President Trump’s fiscal year 2027 budget proposal, released April 3, puts civilian federal employees in a familiar and uncomfortable position: no pay raise, deeper agency cuts, and continued pressure on workforce size.
The Pay Freeze
The budget proposes freezing civilian federal pay in 2027, making no mention of a raise for the roughly 1.5 million white-collar federal workers covered by the General Schedule. Meanwhile, military members would receive between 5% and 7% pay increases, with the highest raises going to the lowest-ranked personnel. Democrats in Congress have countered with the FAIR Act, which would provide civilian employees a 4.1% raise. The pay gap with the private sector is already significant — the Federal Salary Council reported that federal employees in 2024 earned an average of 24.72% less than their counterparts in similar private sector roles.
Sweeping Agency Cuts
The proposal would cut non-defense agency spending by 10%, or $73 billion, while defense spending would spike 44% to $1.5 trillion. The reductions would fall hardest on the Small Business Administration (–67%), the National Science Foundation (–55%), and the EPA (–52%). The IRS, Labor Department, HUD, and NASA would also face significant cuts. The White House says savings come from eliminating what it describes as wasteful or politically driven programs and shifting responsibilities to state and local governments.

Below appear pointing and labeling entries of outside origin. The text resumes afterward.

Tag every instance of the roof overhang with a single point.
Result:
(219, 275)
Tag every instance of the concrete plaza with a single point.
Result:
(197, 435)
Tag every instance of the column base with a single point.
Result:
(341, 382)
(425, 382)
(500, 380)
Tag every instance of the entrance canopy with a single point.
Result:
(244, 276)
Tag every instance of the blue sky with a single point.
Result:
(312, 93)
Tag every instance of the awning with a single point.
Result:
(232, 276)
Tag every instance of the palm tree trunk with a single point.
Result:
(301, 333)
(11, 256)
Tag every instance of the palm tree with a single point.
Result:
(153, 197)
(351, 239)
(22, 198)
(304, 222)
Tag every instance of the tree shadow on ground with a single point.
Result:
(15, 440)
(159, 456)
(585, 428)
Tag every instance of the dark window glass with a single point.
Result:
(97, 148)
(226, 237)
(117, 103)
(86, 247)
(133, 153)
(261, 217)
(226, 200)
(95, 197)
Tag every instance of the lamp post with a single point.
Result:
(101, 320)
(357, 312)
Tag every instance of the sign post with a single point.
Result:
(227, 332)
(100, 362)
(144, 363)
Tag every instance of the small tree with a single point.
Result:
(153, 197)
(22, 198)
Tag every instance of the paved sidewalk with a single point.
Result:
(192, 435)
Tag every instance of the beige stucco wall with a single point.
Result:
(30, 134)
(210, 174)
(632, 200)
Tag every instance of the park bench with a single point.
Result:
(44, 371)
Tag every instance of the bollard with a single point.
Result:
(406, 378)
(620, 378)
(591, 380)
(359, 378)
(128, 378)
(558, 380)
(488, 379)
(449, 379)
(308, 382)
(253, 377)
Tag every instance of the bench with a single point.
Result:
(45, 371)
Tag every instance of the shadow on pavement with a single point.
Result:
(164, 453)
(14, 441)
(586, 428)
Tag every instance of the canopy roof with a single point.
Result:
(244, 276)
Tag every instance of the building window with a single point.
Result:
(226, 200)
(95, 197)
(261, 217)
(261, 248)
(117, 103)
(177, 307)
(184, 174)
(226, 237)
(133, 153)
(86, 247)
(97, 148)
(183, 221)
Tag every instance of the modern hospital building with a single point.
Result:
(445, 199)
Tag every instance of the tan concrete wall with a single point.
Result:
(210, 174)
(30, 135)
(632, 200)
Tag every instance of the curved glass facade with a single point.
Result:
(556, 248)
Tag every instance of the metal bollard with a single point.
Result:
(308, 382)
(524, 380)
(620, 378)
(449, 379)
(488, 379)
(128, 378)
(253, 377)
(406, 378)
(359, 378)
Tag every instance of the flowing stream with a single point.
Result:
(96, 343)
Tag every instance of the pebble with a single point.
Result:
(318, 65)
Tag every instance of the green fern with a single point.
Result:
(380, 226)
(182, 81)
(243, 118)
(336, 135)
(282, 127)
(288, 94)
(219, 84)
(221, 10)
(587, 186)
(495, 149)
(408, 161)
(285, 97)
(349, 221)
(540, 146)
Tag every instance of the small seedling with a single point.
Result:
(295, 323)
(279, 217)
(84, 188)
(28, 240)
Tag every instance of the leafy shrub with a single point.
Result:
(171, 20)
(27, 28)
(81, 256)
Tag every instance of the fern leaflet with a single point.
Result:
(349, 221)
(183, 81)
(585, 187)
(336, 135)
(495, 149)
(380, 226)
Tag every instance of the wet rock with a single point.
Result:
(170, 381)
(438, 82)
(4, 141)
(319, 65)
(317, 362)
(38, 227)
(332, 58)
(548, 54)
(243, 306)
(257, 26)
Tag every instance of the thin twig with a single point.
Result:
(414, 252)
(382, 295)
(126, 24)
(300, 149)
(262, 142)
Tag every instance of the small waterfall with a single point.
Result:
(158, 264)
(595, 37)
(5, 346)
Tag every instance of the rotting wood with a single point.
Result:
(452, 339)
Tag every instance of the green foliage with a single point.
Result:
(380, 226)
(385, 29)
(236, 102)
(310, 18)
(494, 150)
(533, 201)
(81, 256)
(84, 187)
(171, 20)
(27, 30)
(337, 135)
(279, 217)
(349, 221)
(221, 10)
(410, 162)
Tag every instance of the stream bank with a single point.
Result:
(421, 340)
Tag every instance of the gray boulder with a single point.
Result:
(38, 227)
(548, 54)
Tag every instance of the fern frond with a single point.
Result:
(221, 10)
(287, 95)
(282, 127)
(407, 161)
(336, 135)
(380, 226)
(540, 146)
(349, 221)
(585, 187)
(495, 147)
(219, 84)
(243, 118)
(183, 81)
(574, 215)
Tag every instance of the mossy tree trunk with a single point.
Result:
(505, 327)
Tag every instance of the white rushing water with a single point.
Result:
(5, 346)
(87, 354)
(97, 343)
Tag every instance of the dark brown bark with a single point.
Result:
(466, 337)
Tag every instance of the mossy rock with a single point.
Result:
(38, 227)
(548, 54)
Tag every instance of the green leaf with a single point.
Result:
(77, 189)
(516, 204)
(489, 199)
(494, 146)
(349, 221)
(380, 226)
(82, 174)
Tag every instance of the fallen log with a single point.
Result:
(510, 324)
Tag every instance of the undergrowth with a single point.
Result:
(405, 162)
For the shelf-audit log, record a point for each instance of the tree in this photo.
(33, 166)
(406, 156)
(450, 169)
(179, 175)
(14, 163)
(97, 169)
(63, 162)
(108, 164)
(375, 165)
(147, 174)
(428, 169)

Workforce Downsizing Continues
The administration claims approximately 300,000 federal employees exited government service in 2025 — the largest workforce reduction in American history. The new budget doubles down on that trend, with further staffing cuts proposed at the IRS and other civilian agencies. The Social Security Administration has already fallen to its lowest staffing level since 1967, even as the number of Americans receiving benefits continues to grow.
What Comes Next
The budget is a proposal, not a law. Congress must now draft its own appropriations bills and reach an agreement before the fiscal year begins on October 1 or risk a government shutdown. History offers some reason for cautious optimism: during Trump’s first term, Congress overrode his proposed pay freezes three out of four times. Last year, lawmakers also rejected the bulk of his proposed spending cuts, settling on far more modest reductions. Key Republican appropriators, including Senate Appropriations Chair Susan Collins, have already signaled reservations about elements of the plan.
For now, federal employees face continued uncertainty, but the budget’s final shape will be determined by Congress, not the White House alone.